The lack of valid patient-reported outcome measures, sensitive enough to evaluate gender confirmation surgery, has motivated our research team to develop new instruments focusing on patients’ postoperative psychological and physical outcomes. This systematic review is the first step of our research plan to define, validate, and adopt new patient-reported outcome measures for daily clinical practice.


Patient-reported outcome measures are instruments that measure patients’ symptoms and feelings without external bias, and are advantageous for assessing subjective health issues, such as gender dysphoria, from a patient’s perspective.
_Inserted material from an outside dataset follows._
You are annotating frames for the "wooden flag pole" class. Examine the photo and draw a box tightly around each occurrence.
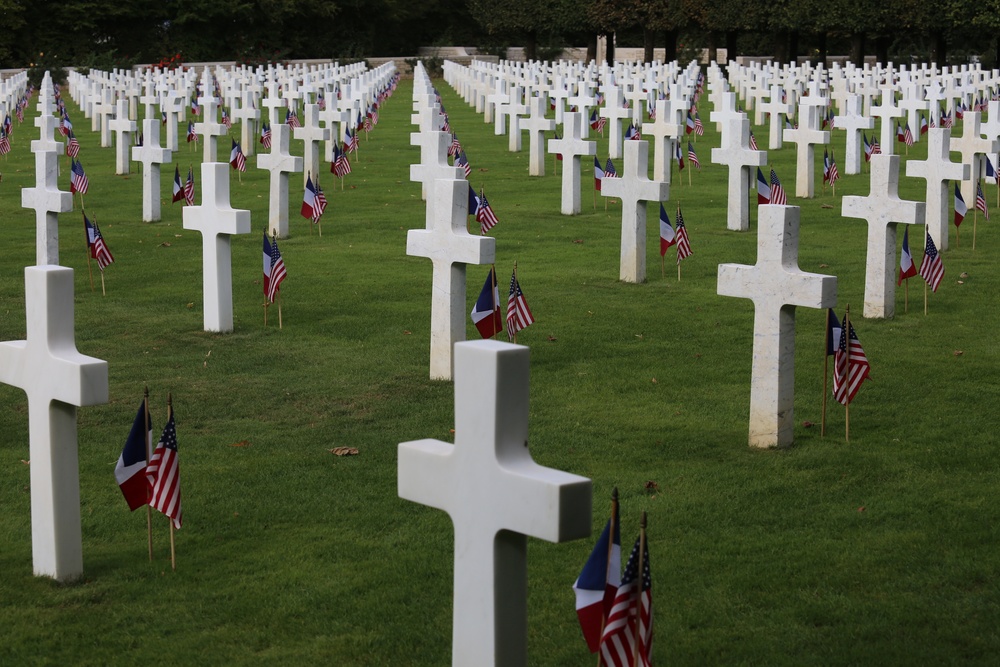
[167,394,177,572]
[142,387,153,562]
[632,511,646,667]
This systematic review highlights the absence of patient-reported outcome measures that are valid for the transgender population and sensitive enough to evaluate gender confirmation surgery without the influence of other gender confirming interventions, such as hormonal therapy and psychotherapy. In current clinical practice and research studies, the use of patient-reported outcome measures includes instruments that are reliable in a transgender population but with low responsiveness to surgical intervention, or instruments that are specific for factors affected by surgery, but without proven validity in transgender patients. The latter group (i.e., ad hoc instruments and instruments that are valid in other populations) are used to assess functional outcome after gender confirmation surgery. Both may include relevant items but have not undergone formal psychometric testing in a transgender population and, as a consequence, are without confirmed validity and reliability for this specific purpose. Basing research on instruments without confirmed validity inevitably decreases the validity of the study itself; in fact, all previous research evaluating patient-reported outcomes after gender confirmation surgery can be considered to have a low level of evidence. In addition, the high number of unreliable instruments used in the current literature not only causes uncertain results but also prohibits dependable comparison between different studies. To obtain valid patient-reported outcome measures, specific for evaluating the results of gender confirmation surgery, development of new instruments or adaptation and psychometric testing of existing instruments is needed.